Dear Karthik Pillai:
We have reviewed your Section 510(k) premarket notification of intent to market the device referenced above and have determined the device is substantially equivalent (for the indications for use stated in the enclosure) to legally marketed predicate devices marketed in interstate commerce prior to May 28, 1976, the enactment date of the Medical Device Amendments, or to devices that have been reclassified in accordance with the provisions of the Federal Food, Drug, and Cosmetic Act (Act) that do not require approval of a premarket approval application (PMA). You may, therefore, market the device, subject to the general controls provisions of the Act. Although this letter refers to your product as a device, please be aware that some cleared products may instead be combination products. The 510(k) Premarket Notification Database located at https://www.accessdata.fda.gov/scripts/cdrh/cfdocs/cfpmn/pmn.cfm identifies combination product submissions.
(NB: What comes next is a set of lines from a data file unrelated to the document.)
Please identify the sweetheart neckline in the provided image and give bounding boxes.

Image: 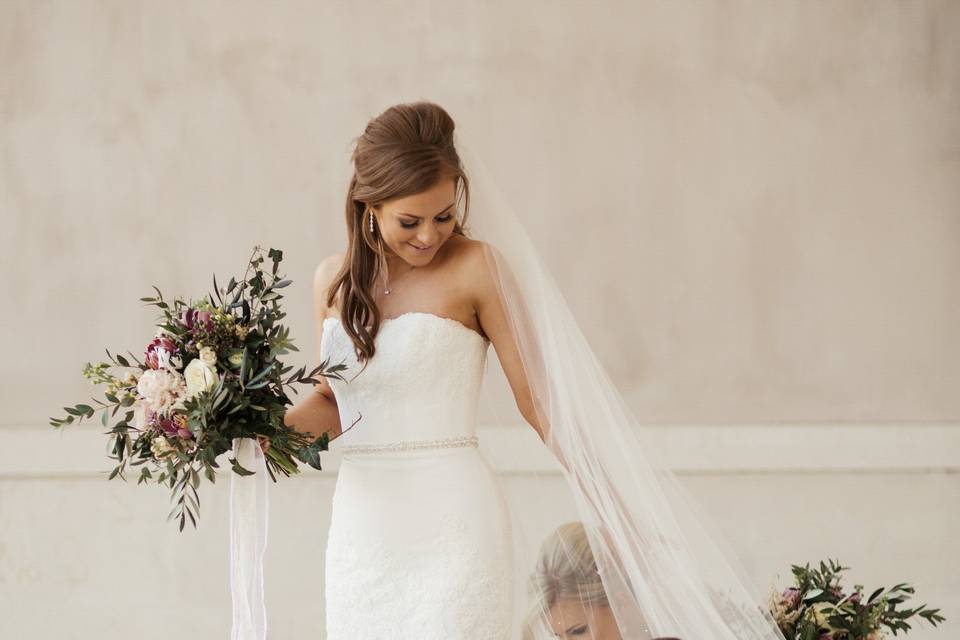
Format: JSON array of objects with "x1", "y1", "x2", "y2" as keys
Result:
[{"x1": 323, "y1": 311, "x2": 490, "y2": 343}]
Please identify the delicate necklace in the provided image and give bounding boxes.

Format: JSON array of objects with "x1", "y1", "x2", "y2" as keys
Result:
[{"x1": 383, "y1": 265, "x2": 417, "y2": 295}]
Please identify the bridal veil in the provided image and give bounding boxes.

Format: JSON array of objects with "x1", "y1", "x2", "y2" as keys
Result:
[{"x1": 230, "y1": 129, "x2": 784, "y2": 640}]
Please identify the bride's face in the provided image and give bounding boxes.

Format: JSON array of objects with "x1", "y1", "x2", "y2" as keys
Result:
[
  {"x1": 374, "y1": 178, "x2": 457, "y2": 267},
  {"x1": 549, "y1": 598, "x2": 621, "y2": 640}
]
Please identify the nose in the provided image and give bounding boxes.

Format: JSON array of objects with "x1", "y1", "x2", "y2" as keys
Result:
[{"x1": 417, "y1": 226, "x2": 440, "y2": 247}]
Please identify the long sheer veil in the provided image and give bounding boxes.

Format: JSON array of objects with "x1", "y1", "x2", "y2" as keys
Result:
[
  {"x1": 455, "y1": 129, "x2": 783, "y2": 640},
  {"x1": 230, "y1": 129, "x2": 784, "y2": 640}
]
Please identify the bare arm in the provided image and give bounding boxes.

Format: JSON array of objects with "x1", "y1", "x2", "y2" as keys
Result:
[{"x1": 283, "y1": 254, "x2": 343, "y2": 440}]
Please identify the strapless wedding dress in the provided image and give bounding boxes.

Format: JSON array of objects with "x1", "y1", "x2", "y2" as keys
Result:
[{"x1": 320, "y1": 311, "x2": 513, "y2": 640}]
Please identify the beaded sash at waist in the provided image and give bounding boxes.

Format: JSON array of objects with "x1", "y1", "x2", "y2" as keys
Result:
[{"x1": 342, "y1": 436, "x2": 480, "y2": 454}]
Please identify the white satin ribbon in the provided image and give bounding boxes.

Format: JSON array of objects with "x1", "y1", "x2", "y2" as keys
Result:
[{"x1": 230, "y1": 438, "x2": 269, "y2": 640}]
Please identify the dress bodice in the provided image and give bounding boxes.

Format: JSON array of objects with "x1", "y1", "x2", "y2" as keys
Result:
[{"x1": 320, "y1": 311, "x2": 490, "y2": 445}]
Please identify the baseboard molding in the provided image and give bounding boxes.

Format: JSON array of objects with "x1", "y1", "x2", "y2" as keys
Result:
[{"x1": 0, "y1": 423, "x2": 960, "y2": 480}]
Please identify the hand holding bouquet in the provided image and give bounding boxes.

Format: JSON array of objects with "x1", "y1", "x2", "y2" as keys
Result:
[{"x1": 50, "y1": 247, "x2": 345, "y2": 531}]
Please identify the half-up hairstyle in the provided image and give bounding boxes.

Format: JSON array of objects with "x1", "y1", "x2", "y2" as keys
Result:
[{"x1": 327, "y1": 101, "x2": 470, "y2": 368}]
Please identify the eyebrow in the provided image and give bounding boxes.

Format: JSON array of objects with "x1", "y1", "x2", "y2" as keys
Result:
[{"x1": 397, "y1": 202, "x2": 457, "y2": 218}]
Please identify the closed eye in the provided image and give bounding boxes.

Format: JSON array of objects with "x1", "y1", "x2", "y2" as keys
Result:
[{"x1": 400, "y1": 213, "x2": 453, "y2": 229}]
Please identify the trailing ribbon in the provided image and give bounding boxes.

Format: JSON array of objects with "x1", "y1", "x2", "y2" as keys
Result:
[{"x1": 230, "y1": 438, "x2": 269, "y2": 640}]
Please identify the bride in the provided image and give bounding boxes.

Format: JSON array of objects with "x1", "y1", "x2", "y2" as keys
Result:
[{"x1": 242, "y1": 102, "x2": 783, "y2": 640}]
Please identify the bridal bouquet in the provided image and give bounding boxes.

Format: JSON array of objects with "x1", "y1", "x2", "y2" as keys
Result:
[
  {"x1": 50, "y1": 247, "x2": 345, "y2": 531},
  {"x1": 769, "y1": 560, "x2": 946, "y2": 640}
]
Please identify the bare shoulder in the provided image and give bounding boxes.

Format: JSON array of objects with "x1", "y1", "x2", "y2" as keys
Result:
[
  {"x1": 313, "y1": 253, "x2": 344, "y2": 320},
  {"x1": 449, "y1": 236, "x2": 496, "y2": 309}
]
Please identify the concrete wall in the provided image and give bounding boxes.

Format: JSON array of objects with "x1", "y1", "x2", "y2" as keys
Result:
[{"x1": 0, "y1": 0, "x2": 960, "y2": 640}]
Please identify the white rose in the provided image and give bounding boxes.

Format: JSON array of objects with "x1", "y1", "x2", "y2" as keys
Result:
[
  {"x1": 137, "y1": 369, "x2": 187, "y2": 416},
  {"x1": 200, "y1": 347, "x2": 217, "y2": 367},
  {"x1": 183, "y1": 358, "x2": 220, "y2": 397}
]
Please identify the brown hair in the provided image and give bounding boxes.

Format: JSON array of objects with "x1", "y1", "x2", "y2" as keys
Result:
[{"x1": 327, "y1": 101, "x2": 470, "y2": 367}]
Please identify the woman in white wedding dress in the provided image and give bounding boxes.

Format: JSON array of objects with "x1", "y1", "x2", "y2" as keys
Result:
[
  {"x1": 286, "y1": 102, "x2": 529, "y2": 640},
  {"x1": 264, "y1": 102, "x2": 784, "y2": 640}
]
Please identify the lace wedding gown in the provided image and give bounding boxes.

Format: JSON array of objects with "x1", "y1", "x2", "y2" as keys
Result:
[{"x1": 320, "y1": 312, "x2": 513, "y2": 640}]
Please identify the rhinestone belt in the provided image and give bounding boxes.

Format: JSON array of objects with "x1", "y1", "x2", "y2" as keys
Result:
[{"x1": 342, "y1": 436, "x2": 480, "y2": 453}]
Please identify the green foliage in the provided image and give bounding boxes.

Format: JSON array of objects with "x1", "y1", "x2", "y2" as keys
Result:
[
  {"x1": 770, "y1": 559, "x2": 946, "y2": 640},
  {"x1": 50, "y1": 247, "x2": 356, "y2": 531}
]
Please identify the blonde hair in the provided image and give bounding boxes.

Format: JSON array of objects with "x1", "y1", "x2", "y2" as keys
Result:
[{"x1": 523, "y1": 521, "x2": 608, "y2": 640}]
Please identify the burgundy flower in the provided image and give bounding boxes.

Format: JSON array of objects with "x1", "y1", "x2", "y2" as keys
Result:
[
  {"x1": 783, "y1": 587, "x2": 801, "y2": 609},
  {"x1": 144, "y1": 336, "x2": 177, "y2": 369}
]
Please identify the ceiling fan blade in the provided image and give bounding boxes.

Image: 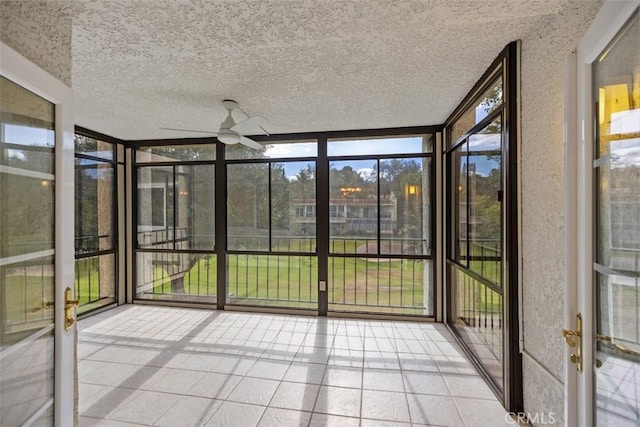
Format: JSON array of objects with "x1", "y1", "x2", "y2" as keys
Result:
[
  {"x1": 240, "y1": 136, "x2": 263, "y2": 150},
  {"x1": 158, "y1": 128, "x2": 218, "y2": 136},
  {"x1": 230, "y1": 116, "x2": 268, "y2": 135}
]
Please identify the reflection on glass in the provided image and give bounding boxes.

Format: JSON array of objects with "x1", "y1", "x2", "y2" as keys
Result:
[
  {"x1": 329, "y1": 160, "x2": 376, "y2": 254},
  {"x1": 224, "y1": 141, "x2": 318, "y2": 160},
  {"x1": 327, "y1": 135, "x2": 433, "y2": 157},
  {"x1": 137, "y1": 164, "x2": 215, "y2": 250},
  {"x1": 136, "y1": 144, "x2": 216, "y2": 163},
  {"x1": 137, "y1": 166, "x2": 174, "y2": 249},
  {"x1": 593, "y1": 11, "x2": 640, "y2": 426},
  {"x1": 449, "y1": 266, "x2": 504, "y2": 389},
  {"x1": 75, "y1": 254, "x2": 116, "y2": 313},
  {"x1": 328, "y1": 257, "x2": 433, "y2": 315},
  {"x1": 271, "y1": 162, "x2": 316, "y2": 252},
  {"x1": 467, "y1": 118, "x2": 502, "y2": 284},
  {"x1": 75, "y1": 158, "x2": 114, "y2": 255},
  {"x1": 379, "y1": 158, "x2": 431, "y2": 255},
  {"x1": 174, "y1": 165, "x2": 215, "y2": 250},
  {"x1": 227, "y1": 163, "x2": 269, "y2": 250},
  {"x1": 227, "y1": 254, "x2": 318, "y2": 309},
  {"x1": 136, "y1": 251, "x2": 217, "y2": 303},
  {"x1": 0, "y1": 77, "x2": 55, "y2": 174},
  {"x1": 74, "y1": 134, "x2": 115, "y2": 160},
  {"x1": 451, "y1": 142, "x2": 469, "y2": 266},
  {"x1": 449, "y1": 75, "x2": 503, "y2": 144},
  {"x1": 0, "y1": 72, "x2": 55, "y2": 425}
]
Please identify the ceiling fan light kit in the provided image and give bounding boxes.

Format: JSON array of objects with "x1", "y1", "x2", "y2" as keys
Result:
[{"x1": 160, "y1": 99, "x2": 268, "y2": 150}]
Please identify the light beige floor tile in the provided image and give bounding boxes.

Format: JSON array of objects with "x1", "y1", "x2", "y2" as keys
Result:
[
  {"x1": 154, "y1": 396, "x2": 222, "y2": 427},
  {"x1": 283, "y1": 362, "x2": 327, "y2": 384},
  {"x1": 187, "y1": 372, "x2": 242, "y2": 399},
  {"x1": 362, "y1": 369, "x2": 404, "y2": 392},
  {"x1": 402, "y1": 371, "x2": 449, "y2": 396},
  {"x1": 362, "y1": 390, "x2": 411, "y2": 422},
  {"x1": 407, "y1": 394, "x2": 463, "y2": 427},
  {"x1": 322, "y1": 365, "x2": 362, "y2": 388},
  {"x1": 443, "y1": 374, "x2": 496, "y2": 400},
  {"x1": 454, "y1": 397, "x2": 514, "y2": 427},
  {"x1": 205, "y1": 402, "x2": 266, "y2": 427},
  {"x1": 258, "y1": 408, "x2": 311, "y2": 427},
  {"x1": 309, "y1": 413, "x2": 360, "y2": 427},
  {"x1": 227, "y1": 377, "x2": 280, "y2": 406},
  {"x1": 269, "y1": 381, "x2": 320, "y2": 411},
  {"x1": 313, "y1": 386, "x2": 362, "y2": 417},
  {"x1": 108, "y1": 391, "x2": 180, "y2": 425}
]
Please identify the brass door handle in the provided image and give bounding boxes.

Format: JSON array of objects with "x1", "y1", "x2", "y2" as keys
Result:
[
  {"x1": 562, "y1": 313, "x2": 582, "y2": 372},
  {"x1": 64, "y1": 286, "x2": 80, "y2": 331},
  {"x1": 596, "y1": 334, "x2": 640, "y2": 356}
]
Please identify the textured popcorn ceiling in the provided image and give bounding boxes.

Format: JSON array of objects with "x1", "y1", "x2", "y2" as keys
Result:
[{"x1": 68, "y1": 0, "x2": 569, "y2": 139}]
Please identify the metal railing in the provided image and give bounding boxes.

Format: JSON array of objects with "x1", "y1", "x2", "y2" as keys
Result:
[{"x1": 137, "y1": 233, "x2": 432, "y2": 314}]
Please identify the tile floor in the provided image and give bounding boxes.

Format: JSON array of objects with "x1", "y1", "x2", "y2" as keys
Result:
[{"x1": 78, "y1": 305, "x2": 513, "y2": 427}]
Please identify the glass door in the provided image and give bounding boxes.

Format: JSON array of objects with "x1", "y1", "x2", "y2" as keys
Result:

The general controls provisions of the Act include requirements for annual registration, listing of devices, good manufacturing practice, labeling, and prohibitions against misbranding and adulteration. Please note: CDRH does not evaluate information related to contract liability warranties. We remind you, however, that device labeling must be truthful and not misleading.
If your device is classified (see above) into either class II (Special Controls) or class III (PMA), it may be subject to additional controls. Existing major regulations affecting your device can be found in the Code of Federal Regulations, Title 21, Parts 800 to 898. In addition, FDA may publish further announcements concerning your device in the Federal Register.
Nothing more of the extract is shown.